Sometimes the brilliance of certain songs doesn't hit for you months, or even years. Everybody is familiar with this concept, right? Here are some songs that fit the bill for me, all of them are currently in heavy rotation on my iPod:
Broken Social Scene, "Ibi Dreams of Pavement (A Better Day)". "You Forgot It in People", as great as it is, feels like a time share, where each member's former (or current) band gets their proper allowance of recording tape. The songs could have carried subtitles straight out of "Friends", i.e. "KC Accidental (The One That Sounds like Do Make Say Think)", "Anthems for a Seventeen Year Old Girl (The One That Sounds Twee, like the Cranberries Back When They Were Good)", and "Shampoo Suicide (The One That Is Supposed to Sound Like Reggae, but not Rocking in that Zeppelin-y Way)".
Finally, here is a song that justifies the need to have five guitarists among the twelve people onstage from seven different bands. It truly sounds like all those bands mashed into one song, with guitars wailing like vacuum cleaners over what passes for the tune, a vocal that demands for you to shout along with it, and just when you think they can't throw any more madness into a five minute track, along comes a horn-driven ending that kicks everything up a level (the ending could use another two minutes, one of the only weaknesses of the song).

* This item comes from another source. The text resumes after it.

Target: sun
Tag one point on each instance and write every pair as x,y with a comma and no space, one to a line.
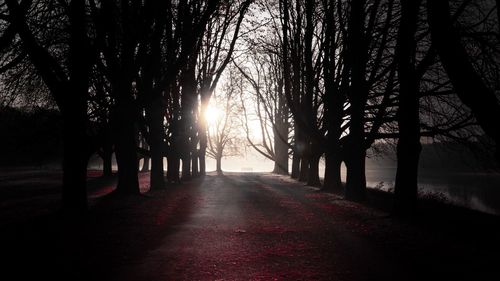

The loudest and best thing they've ever done, possibly. Too bad most of the album that followed it was indulgent, overly long, similarly overproduced junk (note: this is probably the reason that it took me so long to come around to this song -- I couldn't bear to sit through the entire album).
Michael Jackson, "Billie Jean". One of my all-time growers -- I didn't start liking it until I dunno, the late 90's? What was I thinking? All the child molesting allegations in the world can't dampen this song's funky sheen. Even the notion of Michael being slapped with a paternity suit in 1983 can't make this the least bit laughable (although I suppose the sex is implied, not confirmed, in the song's lyrics).
Bangles, "Manic Monday". For those who don't remember the 80's, Prince was essentially Pharrell + Radiohead + Christina Aguilera. He needed an airline hangar to contain his critical acclaim, he could rock, he could funk, and he could raunch. He played, wrote, and performed on big hits for several other artists, all of which owed a large part of their success to him. I heard "Sexy MF" a couple of weeks ago for the first time in ages, and while thinking about how easily its lyrics could be incorporated into contemporary hip-hop (why haven't the Ying Yang Twins covered this yet?), I realized that I'd forgotten that Prince, when he wanted to, could write 60's-style girl group songs with the best of them. Of course, this being Prince, there has to a line about getting busy ("He tells me in his bedroom voice / C'mon honey, let's go make some noise) but otherwise this is bittersweet pop at its finest.
Bardo Pond, "From the Sky". Most often, one isn't in the mood to sit through a 31-minute song. That's what kept me at arm's length from the final track on the "Cypher Documents" compilation, but the song absolutely crushes, like the vocal-less middle section of "Destroying Angel" stretched out for another half hour.